Turning Heated Debates into LOLs: The Making of WhatsApp Sentinel

Got a Racist Uncle Ruining the Family Group Chat?

We’ve all been there—you’re just trying to enjoy a peaceful family group chat when someone, maybe that one uncle, drops a politically charged or inappropriate meme. It’s awkward, it’s uncomfortable, and it can spiral into a heated debate. But what if you could have a virtual bouncer step in and handle it for you?

Enter WhatsApp Sentinel, your AI-powered bot designed to keep your chats free of political drama and offensive content. Whether it’s responding with a snappy retort or recognizing sarcasm, this bot ensures that your group stays friendly and focused on the fun stuff.

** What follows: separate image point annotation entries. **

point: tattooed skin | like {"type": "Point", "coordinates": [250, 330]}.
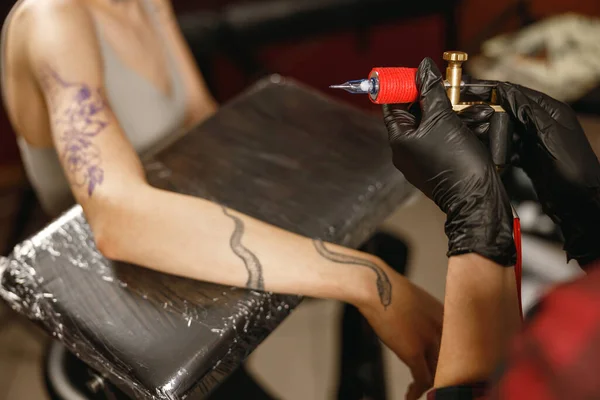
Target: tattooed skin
{"type": "Point", "coordinates": [79, 116]}
{"type": "Point", "coordinates": [384, 287]}
{"type": "Point", "coordinates": [252, 263]}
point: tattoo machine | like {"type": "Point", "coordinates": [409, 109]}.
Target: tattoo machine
{"type": "Point", "coordinates": [397, 85]}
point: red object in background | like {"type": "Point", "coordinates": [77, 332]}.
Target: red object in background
{"type": "Point", "coordinates": [323, 61]}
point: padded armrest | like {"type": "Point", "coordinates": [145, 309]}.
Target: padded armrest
{"type": "Point", "coordinates": [281, 153]}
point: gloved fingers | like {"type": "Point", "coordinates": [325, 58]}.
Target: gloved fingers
{"type": "Point", "coordinates": [476, 114]}
{"type": "Point", "coordinates": [398, 121]}
{"type": "Point", "coordinates": [432, 93]}
{"type": "Point", "coordinates": [481, 92]}
{"type": "Point", "coordinates": [422, 379]}
{"type": "Point", "coordinates": [477, 119]}
{"type": "Point", "coordinates": [522, 108]}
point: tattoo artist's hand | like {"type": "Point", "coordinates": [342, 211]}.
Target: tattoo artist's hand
{"type": "Point", "coordinates": [411, 326]}
{"type": "Point", "coordinates": [439, 155]}
{"type": "Point", "coordinates": [551, 147]}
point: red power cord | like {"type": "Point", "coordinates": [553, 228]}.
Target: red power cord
{"type": "Point", "coordinates": [518, 265]}
{"type": "Point", "coordinates": [398, 86]}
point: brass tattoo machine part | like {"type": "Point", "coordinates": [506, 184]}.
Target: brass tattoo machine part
{"type": "Point", "coordinates": [397, 85]}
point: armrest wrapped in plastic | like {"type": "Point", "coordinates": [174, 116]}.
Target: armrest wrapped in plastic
{"type": "Point", "coordinates": [281, 153]}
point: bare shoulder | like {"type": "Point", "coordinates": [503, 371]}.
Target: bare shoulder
{"type": "Point", "coordinates": [164, 9]}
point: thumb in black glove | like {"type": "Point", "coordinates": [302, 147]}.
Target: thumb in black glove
{"type": "Point", "coordinates": [439, 155]}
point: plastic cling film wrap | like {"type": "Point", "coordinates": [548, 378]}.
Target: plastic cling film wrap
{"type": "Point", "coordinates": [163, 337]}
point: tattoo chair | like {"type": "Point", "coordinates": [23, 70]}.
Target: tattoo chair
{"type": "Point", "coordinates": [154, 336]}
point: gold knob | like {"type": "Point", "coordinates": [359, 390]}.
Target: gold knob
{"type": "Point", "coordinates": [454, 74]}
{"type": "Point", "coordinates": [456, 56]}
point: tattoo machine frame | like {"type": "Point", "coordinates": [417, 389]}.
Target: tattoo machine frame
{"type": "Point", "coordinates": [397, 85]}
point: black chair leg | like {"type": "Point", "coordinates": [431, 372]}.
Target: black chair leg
{"type": "Point", "coordinates": [27, 204]}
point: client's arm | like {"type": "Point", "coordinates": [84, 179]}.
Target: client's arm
{"type": "Point", "coordinates": [182, 235]}
{"type": "Point", "coordinates": [173, 233]}
{"type": "Point", "coordinates": [438, 154]}
{"type": "Point", "coordinates": [481, 315]}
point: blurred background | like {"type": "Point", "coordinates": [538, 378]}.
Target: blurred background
{"type": "Point", "coordinates": [552, 45]}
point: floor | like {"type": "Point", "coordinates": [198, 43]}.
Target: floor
{"type": "Point", "coordinates": [308, 337]}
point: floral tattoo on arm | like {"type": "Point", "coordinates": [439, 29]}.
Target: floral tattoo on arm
{"type": "Point", "coordinates": [78, 117]}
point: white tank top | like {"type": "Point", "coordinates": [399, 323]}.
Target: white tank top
{"type": "Point", "coordinates": [146, 114]}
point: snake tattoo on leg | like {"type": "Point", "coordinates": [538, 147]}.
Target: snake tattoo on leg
{"type": "Point", "coordinates": [384, 286]}
{"type": "Point", "coordinates": [252, 263]}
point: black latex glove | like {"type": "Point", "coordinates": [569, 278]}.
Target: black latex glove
{"type": "Point", "coordinates": [439, 155]}
{"type": "Point", "coordinates": [550, 145]}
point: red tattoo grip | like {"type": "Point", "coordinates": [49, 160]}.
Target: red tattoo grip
{"type": "Point", "coordinates": [396, 85]}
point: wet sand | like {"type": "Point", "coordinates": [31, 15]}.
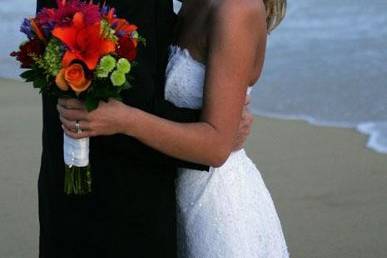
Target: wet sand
{"type": "Point", "coordinates": [330, 191]}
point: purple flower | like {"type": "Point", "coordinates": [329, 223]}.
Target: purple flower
{"type": "Point", "coordinates": [26, 28]}
{"type": "Point", "coordinates": [104, 9]}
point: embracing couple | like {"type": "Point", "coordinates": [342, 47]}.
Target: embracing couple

What Does WhatsApp Sentinel Do?

WhatsApp Sentinel interacts directly with WhatsApp to monitor group chats. Here’s a breakdown of its key features:

  • Text and Image Processing: The bot can process both text and images, making it versatile enough to handle a variety of inputs.
  • Automated Responses: Based on predefined rules, the bot generates responses to messages that are flagged as potentially divisive.
  • Political Content Detection: The bot identifies political content and responds in a way that gently steers the conversation away from politics.
  • Media Handling: It downloads and processes media files from messages, ensuring that no content slips through the cracks.
  • Logging: All actions and errors are logged for easy debugging and monitoring.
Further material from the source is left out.